RDC : l’UNPC exige des sanctions contre le militaire ayant séquestré deux journalistes à Bukavu

Bukavu, le 13 juillet 2018 – L’Union nationale de la presse du Congo (UNPC) section du Sud-Kivu a exigé des sanctions sévères contre le militaire qui a procédé, samedi 7 juillet 2018, à l’arrestation et la séquestration des journalistes Ghislain Watongoka et Ronely Ntibonera. Des actes qu’il condamne avec la plus grande fermeté.

Dans un message relayé par la presse locale, le vice-président provincial de l’UNPC, Gaël Mpoyo rappelle au gouverneur du Sud-Kivu, Claude Nyamugabo, sa promesse de veiller au libre exercice de la liberté de la presse à travers la province.

« Nous condamnons avec fermeté et exhortons le gouverneur du Sud-Kivu, qui a reçu y a quelques mois un diplôme de protecteur des Journalistes de la part de l’Union Nationale de la Presse du Congo de s’impliquer pour une réparation et que les commanditaires répondent de leurs actes devant les instances judiciaires et que ça serve d’exemple », a – t – il indiqué.
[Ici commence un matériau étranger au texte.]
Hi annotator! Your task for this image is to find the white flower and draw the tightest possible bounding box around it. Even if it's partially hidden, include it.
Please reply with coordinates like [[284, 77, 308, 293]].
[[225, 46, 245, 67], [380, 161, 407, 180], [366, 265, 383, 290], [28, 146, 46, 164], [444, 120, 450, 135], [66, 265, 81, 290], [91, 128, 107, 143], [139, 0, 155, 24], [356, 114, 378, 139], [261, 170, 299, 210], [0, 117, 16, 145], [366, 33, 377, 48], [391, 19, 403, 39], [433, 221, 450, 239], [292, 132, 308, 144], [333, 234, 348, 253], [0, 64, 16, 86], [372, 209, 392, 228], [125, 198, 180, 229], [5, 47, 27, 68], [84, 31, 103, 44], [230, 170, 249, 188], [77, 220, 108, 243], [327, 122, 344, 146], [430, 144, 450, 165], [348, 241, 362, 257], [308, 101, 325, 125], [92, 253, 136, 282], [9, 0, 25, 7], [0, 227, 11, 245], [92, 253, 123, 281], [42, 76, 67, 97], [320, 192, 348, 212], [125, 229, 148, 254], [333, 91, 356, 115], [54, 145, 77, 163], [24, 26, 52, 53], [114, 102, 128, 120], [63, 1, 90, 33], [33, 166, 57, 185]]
 A la Justice militaire et à sa hiérarchie, l’Union Nationale de la Presse du Congo demande des sanctions sévères contre cet élément et menace de recourir aux actions d’envergure pour ces journalistes soient remis dans leurs droits.

Les deux journalistes exerçant à Bukavu ont été arrêtés puis séquestrés pendant deux heures par un officier des forces armées de la RDC, non loin de l’hôtel La Roche situé sur l’avenue Nyofu samedi dernier alors qu’ils couvraient une actualité sur un conflit foncier.